Below is the output after deploying sample.yaml:
$ kubectl get dataset jfsdemo
NAME UFS TOTAL SIZE CACHED CACHE CAPACITY CACHED PERCENTAGE PHASE AGE
jfsdemo 0.00B 0.00B 4.00GiB 0.0% Failed 15m
$ kubectl get juicefs jfsdemo
NAME WORKER PHASE FUSE PHASE AGE
jfsdemo Ready NotReady 19m
@odidev I assume you have some taints on the node which the fuse is going to deploy. You can check the reason of pending. Please run kubectl describe po jfsdemo-fuse-pkvgf
jfsdemo-fuse-pkvgf 0/1 Pending 0 15m
@odidev , I've reproduced the issue. It`s because the shortage of memory (in the doc, the runtime needs 4GiB mem). Maybe you can reduce the runtime memory or get some servers with more memory.
I tried lowering the runtime memory in runtime.yaml to 1GB, and now it seems 2 out of 3 pods are running fine.
$ kubectl get po |grep demo
demo-app 0/1 ContainerCreating 0 20m
jfsdemo-fuse-dql47 1/1 Running 0 20m
jfsdemo-worker-0 1/1 Running 0 22m
However, the pod “demo-app” is in containerCreating state for a long time because of volume mount issue, as below:
Events:
Type Reason Age From Message
---- ------ ---- ---- -------
Normal Scheduled 19m default-scheduler Successfully assigned default/demo-app to minikube
Warning FailedMount 11m (x2 over 17m) kubelet Unable to attach or mount volumes: unmounted volumes=[demo], unattached volumes=[kube-api-access-hpjlz demo]: timed out waiting for the condition
Warning FailedMount 2m4s (x6 over 15m) kubelet Unable to attach or mount volumes: unmounted volumes=[demo], unattached volumes=[demo kube-api-access-hpjlz]: timed out waiting for the condition
Warning FailedMount 40s (x14 over 19m) kubelet MountVolume.SetUp failed for volume "default-jfsdemo" : rpc error: code = InvalidArgument desc = exit status 1
hi @odidev , can you collect logs refering to https://github.com/fluid-cloudnative/fluid/blob/master/docs/en/userguide/troubleshooting.md ?

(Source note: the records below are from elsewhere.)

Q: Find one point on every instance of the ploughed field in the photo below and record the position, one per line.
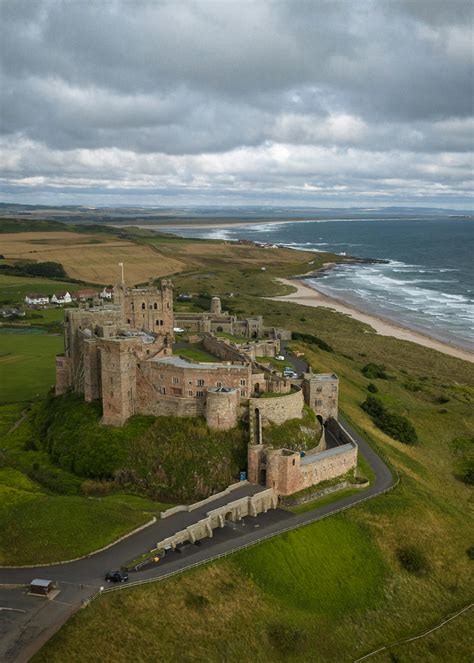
(90, 258)
(333, 591)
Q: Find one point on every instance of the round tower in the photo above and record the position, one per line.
(222, 408)
(216, 307)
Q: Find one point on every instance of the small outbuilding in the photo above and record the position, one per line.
(42, 587)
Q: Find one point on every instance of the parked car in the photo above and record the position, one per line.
(116, 576)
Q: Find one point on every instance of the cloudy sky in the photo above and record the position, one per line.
(324, 102)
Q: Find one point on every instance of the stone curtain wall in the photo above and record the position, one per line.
(223, 350)
(279, 409)
(233, 511)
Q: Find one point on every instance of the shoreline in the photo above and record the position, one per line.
(308, 296)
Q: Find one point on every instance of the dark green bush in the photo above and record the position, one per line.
(395, 425)
(463, 450)
(373, 406)
(413, 560)
(52, 270)
(398, 427)
(287, 639)
(375, 371)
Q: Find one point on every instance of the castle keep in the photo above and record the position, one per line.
(122, 353)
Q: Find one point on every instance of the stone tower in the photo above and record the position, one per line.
(216, 306)
(321, 393)
(118, 378)
(222, 408)
(148, 309)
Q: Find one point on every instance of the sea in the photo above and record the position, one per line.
(427, 283)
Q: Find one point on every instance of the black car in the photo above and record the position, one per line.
(116, 576)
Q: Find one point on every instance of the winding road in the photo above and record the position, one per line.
(34, 620)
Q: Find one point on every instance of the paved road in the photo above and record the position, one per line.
(81, 579)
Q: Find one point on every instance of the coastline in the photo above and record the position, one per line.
(307, 296)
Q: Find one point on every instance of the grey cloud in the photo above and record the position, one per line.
(133, 84)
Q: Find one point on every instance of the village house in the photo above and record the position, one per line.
(61, 298)
(84, 295)
(36, 299)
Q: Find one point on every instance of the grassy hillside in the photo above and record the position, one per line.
(169, 459)
(342, 587)
(44, 515)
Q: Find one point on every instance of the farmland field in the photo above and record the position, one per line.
(90, 258)
(27, 365)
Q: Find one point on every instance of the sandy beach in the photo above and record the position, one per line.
(309, 297)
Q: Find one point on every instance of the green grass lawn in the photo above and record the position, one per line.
(196, 354)
(300, 569)
(38, 526)
(27, 365)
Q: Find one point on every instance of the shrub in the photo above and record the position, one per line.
(312, 340)
(413, 560)
(463, 450)
(375, 371)
(398, 427)
(373, 406)
(287, 639)
(395, 425)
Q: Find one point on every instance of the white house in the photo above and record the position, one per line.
(37, 299)
(107, 293)
(61, 298)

I collected logs for pod “demo-app” as below:
$ ./diagnose-fluid-juicefs.sh collect --name demo-app --namespace default
Below are the error logs I found in dataset-controller.log and juicefsruntime-controller.log files:
1. /tmp/diagnose_fluid_1666935642/pods-fluid-system/juicefsruntime-controller-7c78b44bf-lbps2-manager.log :
ERROR juicefsctl.JuiceFSRuntime retry/util.go:51 Failed to check the fuse healthy {"juicefsruntime": "default/jfsdemo"}
ERROR juicefsctl.JuiceFSRuntime base/syncs.go:60 The fuse is not healthy {"juicefsruntime": "default/jfsdemo", "error": "the daemonset jfsdemo-fuse in default are not ready, the unhealthy number 1"}
2. /tmp/diagnose_fluid_1666935642/pods-fluid-system/dataset-controller-69c4b6fcf9-vmzlp-manager.log
2022-10-28T13:28:55.844+0800 ERROR controller.dataset controller/controller.go:266 Reconciler error {"reconciler group": "data.fluid.io", "reconciler kind": "Dataset", "name": "jfsdemo", "namespace": "default", "error": "no matched controller"}github.com/fluid-cloudnative/fluid/vendor/sigs.k8s.io/controller-runtime/pkg/internal/controller.(*Controller).processNextWorkItem
2022-10-28T13:28:55.849+0800 ERROR datasetctl.Dataset controller/controller.go:114 Failed to scale out the runtime controller on demand {"dataset": "default/jfsdemo", "RuntimeController": "default/jfsdemo", "error": "no matched controller"}
Kindly find below, the log files:
Juicefsruntime-controller: juicefsruntime-controller-error-logs.txt
Dataset-controller: dataset-controller-error-logs.txt
@zwwhdls, could you please have a look at this and share your suggestion on the same?
could you please find a stable way to reproduce this case?
I have followed the documentation given here and to diagnose fluid and collect logs followed this.
Please find all the logs for the same here.
maybe you can uninstall the fluid, and reinstall it to try again
i think it is bacause the juicefs controller is not running healthly. I gusess the dataset controller can not scale out the juicefs runtime controller due to the shortage of resource.